Now the naive approach scales badly. For a query that takes only 2ms in a plain relation, it takes more than 5 seconds in a relation with 1000 historical facts per user. The hopping approach, on the other hand, keeps the time complexity under control. Notice that it performs better in the relation with 1000 historical facts per user than in the relation with only 100. This is not a random fluctuation: it occurs consistently no matter how we test it. We guess that the RocksDB backend does something different when a certain threshold is passed.
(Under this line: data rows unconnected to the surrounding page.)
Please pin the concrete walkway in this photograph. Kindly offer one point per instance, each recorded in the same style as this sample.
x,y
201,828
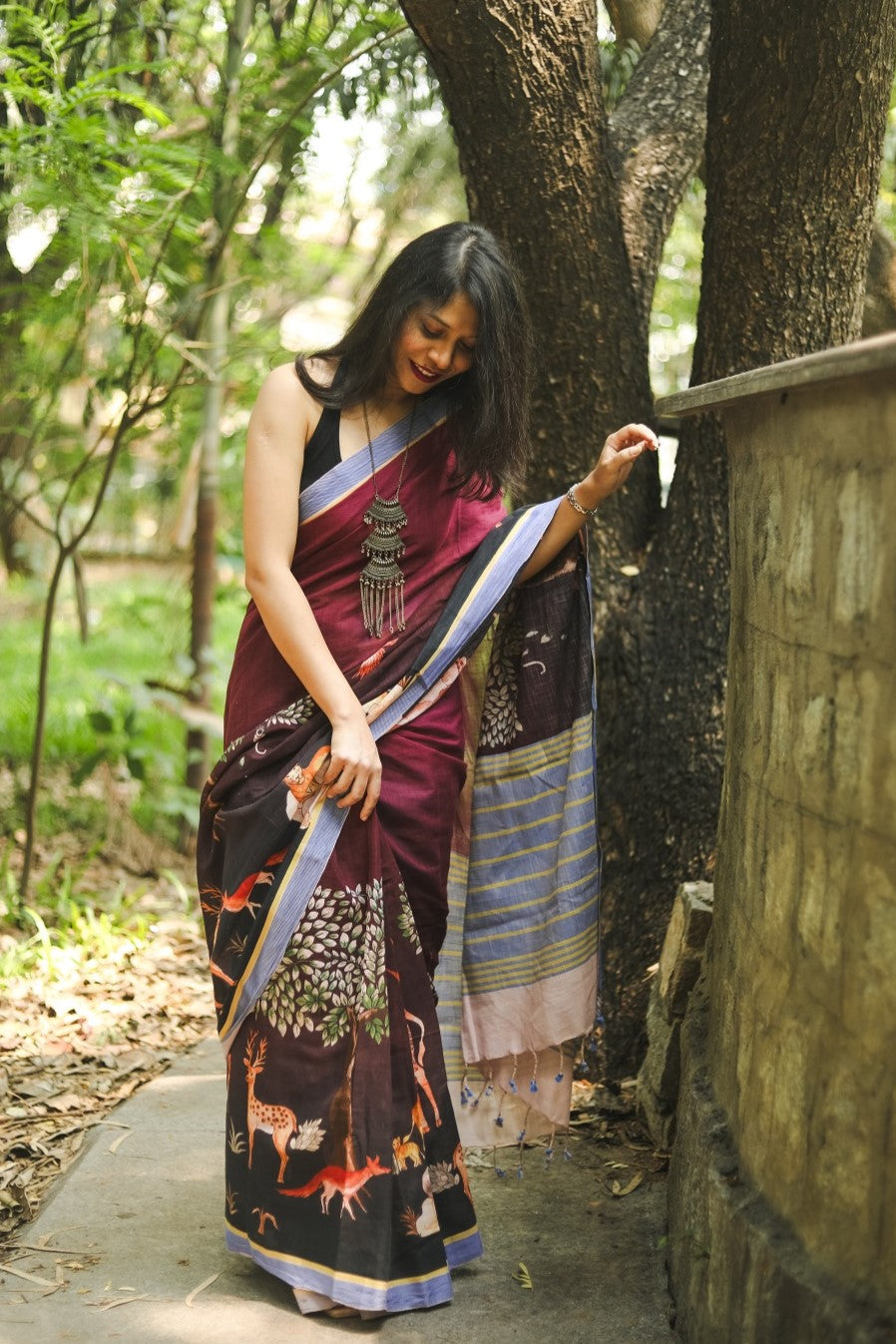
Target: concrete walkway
x,y
142,1227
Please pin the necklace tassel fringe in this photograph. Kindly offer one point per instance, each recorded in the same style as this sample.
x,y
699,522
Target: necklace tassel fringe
x,y
382,578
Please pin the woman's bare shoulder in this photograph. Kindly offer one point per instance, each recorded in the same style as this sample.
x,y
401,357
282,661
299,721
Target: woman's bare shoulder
x,y
283,403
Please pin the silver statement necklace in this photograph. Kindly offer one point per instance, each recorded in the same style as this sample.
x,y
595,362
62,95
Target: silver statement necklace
x,y
382,577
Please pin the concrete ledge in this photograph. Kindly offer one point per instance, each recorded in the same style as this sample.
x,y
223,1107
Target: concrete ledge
x,y
876,355
736,1269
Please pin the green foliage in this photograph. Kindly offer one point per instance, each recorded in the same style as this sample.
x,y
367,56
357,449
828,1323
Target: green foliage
x,y
673,320
65,924
120,701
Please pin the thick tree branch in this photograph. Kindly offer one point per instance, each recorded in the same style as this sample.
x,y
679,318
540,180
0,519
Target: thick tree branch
x,y
658,135
635,20
520,80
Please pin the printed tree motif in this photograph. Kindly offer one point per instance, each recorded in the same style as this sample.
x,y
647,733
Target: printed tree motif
x,y
500,723
332,980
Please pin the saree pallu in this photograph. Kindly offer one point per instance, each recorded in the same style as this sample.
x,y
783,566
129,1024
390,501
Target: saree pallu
x,y
345,1166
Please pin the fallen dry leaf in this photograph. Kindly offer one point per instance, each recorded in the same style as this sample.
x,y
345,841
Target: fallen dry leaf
x,y
616,1188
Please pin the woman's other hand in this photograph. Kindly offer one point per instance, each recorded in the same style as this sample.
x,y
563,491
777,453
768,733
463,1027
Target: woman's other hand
x,y
618,456
355,771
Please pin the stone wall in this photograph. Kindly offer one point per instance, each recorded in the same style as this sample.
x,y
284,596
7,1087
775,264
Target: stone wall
x,y
782,1211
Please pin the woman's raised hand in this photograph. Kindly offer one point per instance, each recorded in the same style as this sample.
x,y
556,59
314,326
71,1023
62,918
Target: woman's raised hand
x,y
617,459
355,770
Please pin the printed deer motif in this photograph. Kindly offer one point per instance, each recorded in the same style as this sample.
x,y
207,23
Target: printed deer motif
x,y
337,1180
461,1166
239,898
419,1076
277,1121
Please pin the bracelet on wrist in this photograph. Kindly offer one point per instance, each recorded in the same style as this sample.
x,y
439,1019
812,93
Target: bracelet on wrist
x,y
579,508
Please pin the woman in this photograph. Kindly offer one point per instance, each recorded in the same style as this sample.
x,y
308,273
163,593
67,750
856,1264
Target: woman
x,y
342,816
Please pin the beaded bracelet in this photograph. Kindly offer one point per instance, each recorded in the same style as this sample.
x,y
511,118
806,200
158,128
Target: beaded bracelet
x,y
586,512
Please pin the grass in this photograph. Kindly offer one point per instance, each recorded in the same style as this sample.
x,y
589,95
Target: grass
x,y
113,700
63,925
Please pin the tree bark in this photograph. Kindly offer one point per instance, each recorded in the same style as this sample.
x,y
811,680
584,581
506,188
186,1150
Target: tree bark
x,y
791,171
658,135
793,163
540,179
217,335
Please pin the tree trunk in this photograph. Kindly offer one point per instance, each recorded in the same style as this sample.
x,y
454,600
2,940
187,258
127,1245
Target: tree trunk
x,y
217,335
793,160
793,163
540,179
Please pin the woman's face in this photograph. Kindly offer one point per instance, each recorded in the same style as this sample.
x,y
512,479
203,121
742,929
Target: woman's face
x,y
435,343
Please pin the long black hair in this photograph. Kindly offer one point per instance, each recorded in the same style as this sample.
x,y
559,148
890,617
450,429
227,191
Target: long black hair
x,y
488,405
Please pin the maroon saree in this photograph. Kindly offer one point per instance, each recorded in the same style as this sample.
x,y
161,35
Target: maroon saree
x,y
345,1172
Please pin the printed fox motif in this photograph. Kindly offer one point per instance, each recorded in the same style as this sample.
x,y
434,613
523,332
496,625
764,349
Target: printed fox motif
x,y
337,1180
303,783
406,1152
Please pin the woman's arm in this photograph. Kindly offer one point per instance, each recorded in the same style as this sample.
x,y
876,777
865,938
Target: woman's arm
x,y
274,453
610,472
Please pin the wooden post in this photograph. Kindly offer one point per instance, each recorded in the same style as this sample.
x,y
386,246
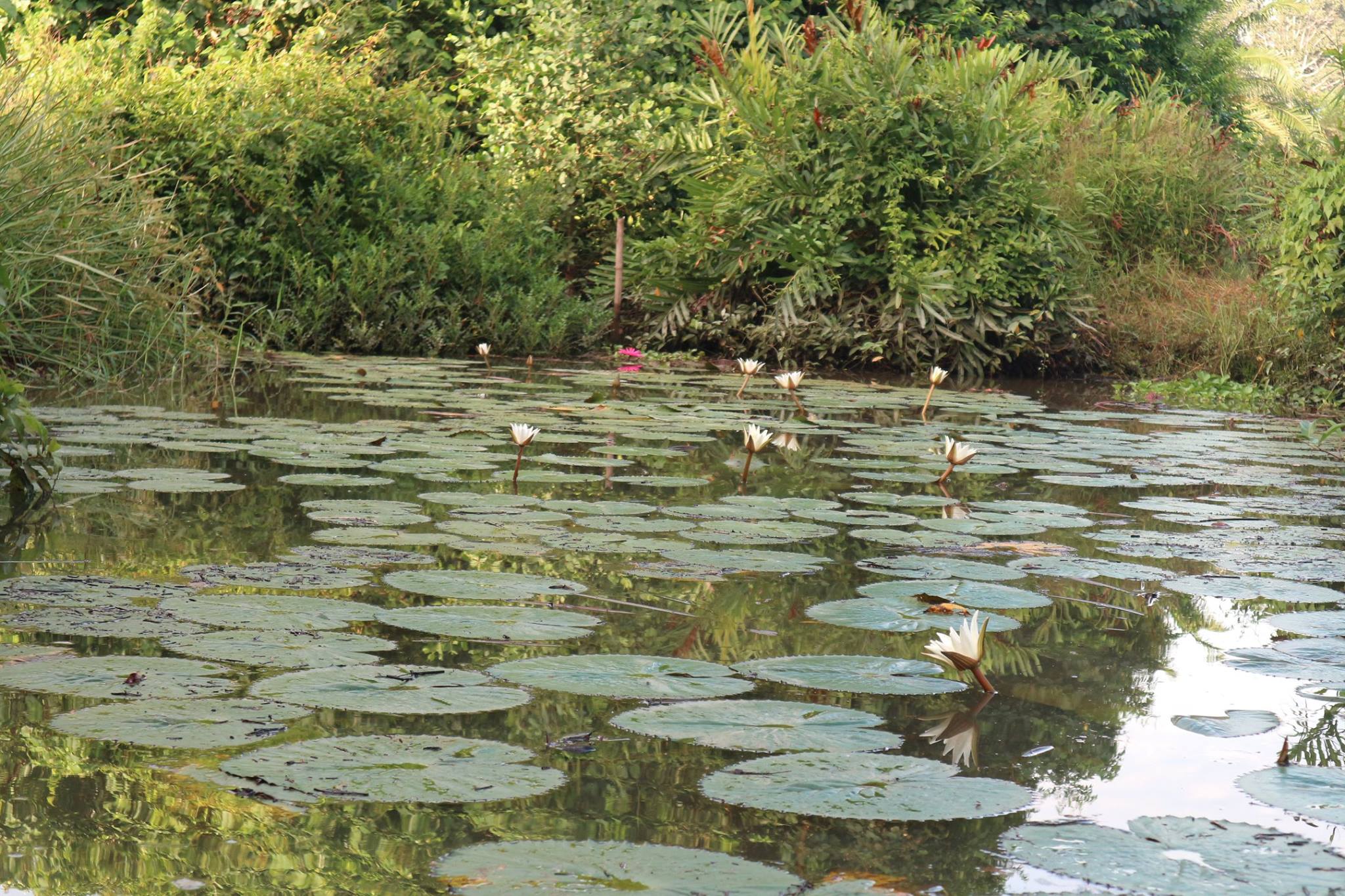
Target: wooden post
x,y
621,265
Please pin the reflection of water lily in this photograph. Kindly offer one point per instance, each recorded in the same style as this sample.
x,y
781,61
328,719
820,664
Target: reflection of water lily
x,y
963,648
937,377
753,440
522,436
749,368
957,454
959,733
790,383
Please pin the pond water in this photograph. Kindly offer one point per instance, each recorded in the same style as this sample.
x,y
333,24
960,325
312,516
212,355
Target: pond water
x,y
311,640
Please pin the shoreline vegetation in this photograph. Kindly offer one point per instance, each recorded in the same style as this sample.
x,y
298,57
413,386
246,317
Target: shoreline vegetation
x,y
994,188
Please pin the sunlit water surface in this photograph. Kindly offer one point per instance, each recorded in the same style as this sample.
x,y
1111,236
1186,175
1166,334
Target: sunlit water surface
x,y
1088,684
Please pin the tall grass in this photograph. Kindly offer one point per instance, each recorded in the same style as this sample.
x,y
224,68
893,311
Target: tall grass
x,y
95,282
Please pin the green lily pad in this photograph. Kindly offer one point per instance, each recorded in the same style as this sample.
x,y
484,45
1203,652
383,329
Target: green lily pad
x,y
758,532
856,675
187,725
1247,587
1317,624
919,567
119,677
470,585
762,726
390,689
870,786
979,595
284,649
503,624
105,622
414,769
357,557
1235,723
343,480
623,676
85,590
268,610
563,865
1304,790
298,576
1173,855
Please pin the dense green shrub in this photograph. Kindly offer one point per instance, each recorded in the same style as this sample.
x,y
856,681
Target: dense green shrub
x,y
868,192
95,282
338,202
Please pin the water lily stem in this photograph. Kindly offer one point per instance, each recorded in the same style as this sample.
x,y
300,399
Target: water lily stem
x,y
929,398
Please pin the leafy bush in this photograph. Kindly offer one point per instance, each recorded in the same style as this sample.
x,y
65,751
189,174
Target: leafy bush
x,y
95,282
338,202
857,192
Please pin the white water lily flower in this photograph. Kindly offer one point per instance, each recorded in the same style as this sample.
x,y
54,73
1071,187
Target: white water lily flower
x,y
755,438
957,453
522,435
959,648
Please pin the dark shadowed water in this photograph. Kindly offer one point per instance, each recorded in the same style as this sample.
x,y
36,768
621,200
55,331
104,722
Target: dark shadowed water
x,y
1093,523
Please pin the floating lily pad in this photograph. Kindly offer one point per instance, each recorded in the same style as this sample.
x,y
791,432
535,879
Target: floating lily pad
x,y
762,726
870,786
857,675
758,532
1090,568
503,624
1317,624
397,769
979,595
284,649
625,676
470,585
85,590
563,865
188,725
1173,855
357,557
119,677
1305,790
391,689
298,576
1247,587
105,622
917,567
1235,723
343,480
268,612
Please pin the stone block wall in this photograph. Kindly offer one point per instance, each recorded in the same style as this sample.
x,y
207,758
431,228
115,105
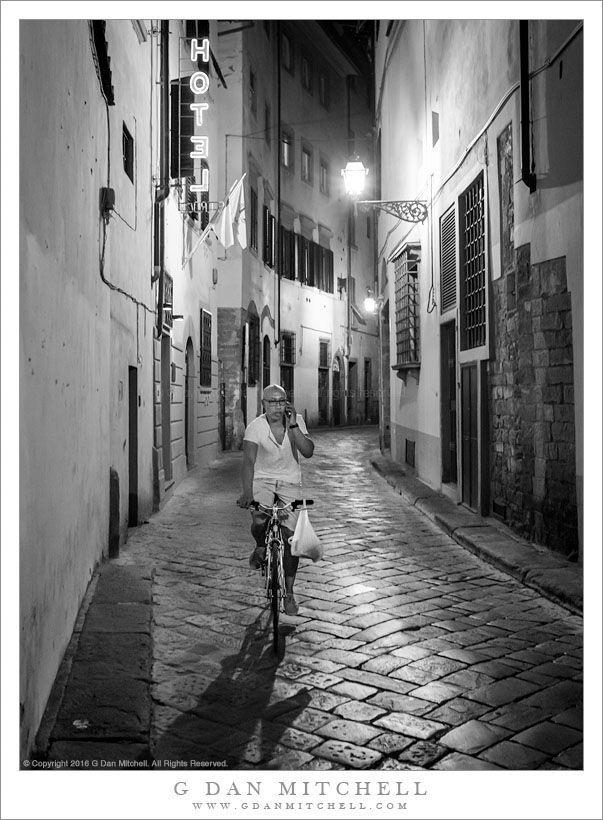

Nonetheless, it is important to note that there is at least a 3x slowdown no matter how you store the history, even if you only have one historical fact per user. This is the minimal cost of time travel. And this is why Cozo does not automatically keep history for every relation regardless of whether you need it: our philosophy is “zero-cost and zero-mental-overhead abstraction”.

Before we end, let’s remark that some people maintain that data is naturally immutable and hence should always be stored immutably. We do not take this view. Use immutability and time travel only when you really need it. Are we simply collections of data in an immutable database, operated by Laplace’s daemon, perhaps? I hope not, and modern physics certainly says no, no matter how you look at it: whether it is the collapse of the wave function or the dance at the edge of chaos. So immutability is an illusion, or at best a platonic fantasy that we created so that we can make better sense of the world. That’s OK, since we can only understand the world by projecting our models onto the world. Just don’t become the slaves of our own creation and let it slow us down.